Jealous, who got his start in journalism at the Jackson Advocate in Jackson, Miss., spoke to the crowd about the challenges of working through the recession while also emphasizing to publishers the need for them to fight as hard as ever. He noted that fighting for equal rights in America often has taught the African-American community that achieving whatever is fought for at the moment can cause the community to lose everything it had at the same time.

 That seemed to be a reference to this year’s upcoming opportunity to reelect the first African-American to serve as president and the controversy over new voter restrictions laws being pushed at the state level. Those new laws recently took Jealous to Geneva, Switzerland for this year’s United Nations delegation.

Jealous told the United Nations delegation that he was there to “ring a bell because we need you to come take a look at what’s happening in the U.S. Sometimes the U.S. needs to have its ideals reflected back to itself and needs to have its realities reflected back to itself.”

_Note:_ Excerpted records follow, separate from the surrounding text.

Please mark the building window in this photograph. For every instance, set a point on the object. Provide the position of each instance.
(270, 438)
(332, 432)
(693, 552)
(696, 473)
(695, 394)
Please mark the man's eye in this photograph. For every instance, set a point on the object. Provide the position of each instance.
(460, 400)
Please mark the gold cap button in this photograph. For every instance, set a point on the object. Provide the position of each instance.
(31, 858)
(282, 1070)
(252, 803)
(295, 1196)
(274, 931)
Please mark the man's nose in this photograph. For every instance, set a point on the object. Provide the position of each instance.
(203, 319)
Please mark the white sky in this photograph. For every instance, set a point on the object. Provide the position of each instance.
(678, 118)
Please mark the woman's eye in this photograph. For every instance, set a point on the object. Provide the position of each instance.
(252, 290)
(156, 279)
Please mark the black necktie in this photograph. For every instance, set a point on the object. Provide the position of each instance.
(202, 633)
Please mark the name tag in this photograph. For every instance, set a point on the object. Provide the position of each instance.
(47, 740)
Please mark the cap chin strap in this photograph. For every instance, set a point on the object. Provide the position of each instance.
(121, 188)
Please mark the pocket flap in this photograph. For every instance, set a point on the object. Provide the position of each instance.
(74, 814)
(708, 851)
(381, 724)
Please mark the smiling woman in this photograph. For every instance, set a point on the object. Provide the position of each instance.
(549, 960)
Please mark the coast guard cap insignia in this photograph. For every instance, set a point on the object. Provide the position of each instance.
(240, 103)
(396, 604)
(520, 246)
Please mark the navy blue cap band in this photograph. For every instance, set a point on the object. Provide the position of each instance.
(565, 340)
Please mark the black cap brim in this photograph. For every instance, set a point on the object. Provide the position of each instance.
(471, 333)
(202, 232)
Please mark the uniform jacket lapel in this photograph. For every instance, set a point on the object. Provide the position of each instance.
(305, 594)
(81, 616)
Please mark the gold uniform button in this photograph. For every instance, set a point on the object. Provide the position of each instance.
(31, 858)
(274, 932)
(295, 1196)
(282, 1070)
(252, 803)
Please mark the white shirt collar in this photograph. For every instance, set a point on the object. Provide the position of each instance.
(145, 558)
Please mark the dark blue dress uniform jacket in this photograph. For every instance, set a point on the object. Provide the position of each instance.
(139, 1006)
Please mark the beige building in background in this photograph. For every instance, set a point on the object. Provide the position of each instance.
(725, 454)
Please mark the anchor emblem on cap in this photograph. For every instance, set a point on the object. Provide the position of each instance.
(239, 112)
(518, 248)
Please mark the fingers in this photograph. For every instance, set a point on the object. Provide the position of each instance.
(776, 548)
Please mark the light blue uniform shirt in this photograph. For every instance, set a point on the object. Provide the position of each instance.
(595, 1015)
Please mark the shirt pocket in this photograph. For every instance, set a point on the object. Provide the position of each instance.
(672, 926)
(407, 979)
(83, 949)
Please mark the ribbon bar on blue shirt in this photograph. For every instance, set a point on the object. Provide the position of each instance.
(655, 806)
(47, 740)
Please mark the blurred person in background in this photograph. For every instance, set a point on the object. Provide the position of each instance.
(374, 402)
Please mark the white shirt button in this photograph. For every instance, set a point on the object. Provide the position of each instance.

Voters targeted by the laws are disproportionally African American and the very students who chose the last president, said Jealous.

 Edelman emphasized the shattering blow the cradle to prison pipeline has on the state of the African-American child and the African-American community. She also sounded the alarm about high rates of illiteracy among school children and high dropout rates.

“If you cannot read and compute in this global economy you are sentenced to social an economic death,” she said, adding that, “we need to look at the young unemployment rate for black young men under thirty, it is at nearly forty percent with no hope, no job and (with) poverty growing among our children, many of them never get onto the trajectory of success.”

“We have got to reweave the fabric of family and community,” said Edelman, who has started an organization of freedom schools to provide a real opportunity for African-American kids living in impoverished, underserved communities.

“We need to have a community effort because we are going back. We know what to do to save children. It is movement time folks, we have got to step up.”

(Caryn Freeman is a journalism student at Howard University and the Editor-in-Chief of The Caxton Press.)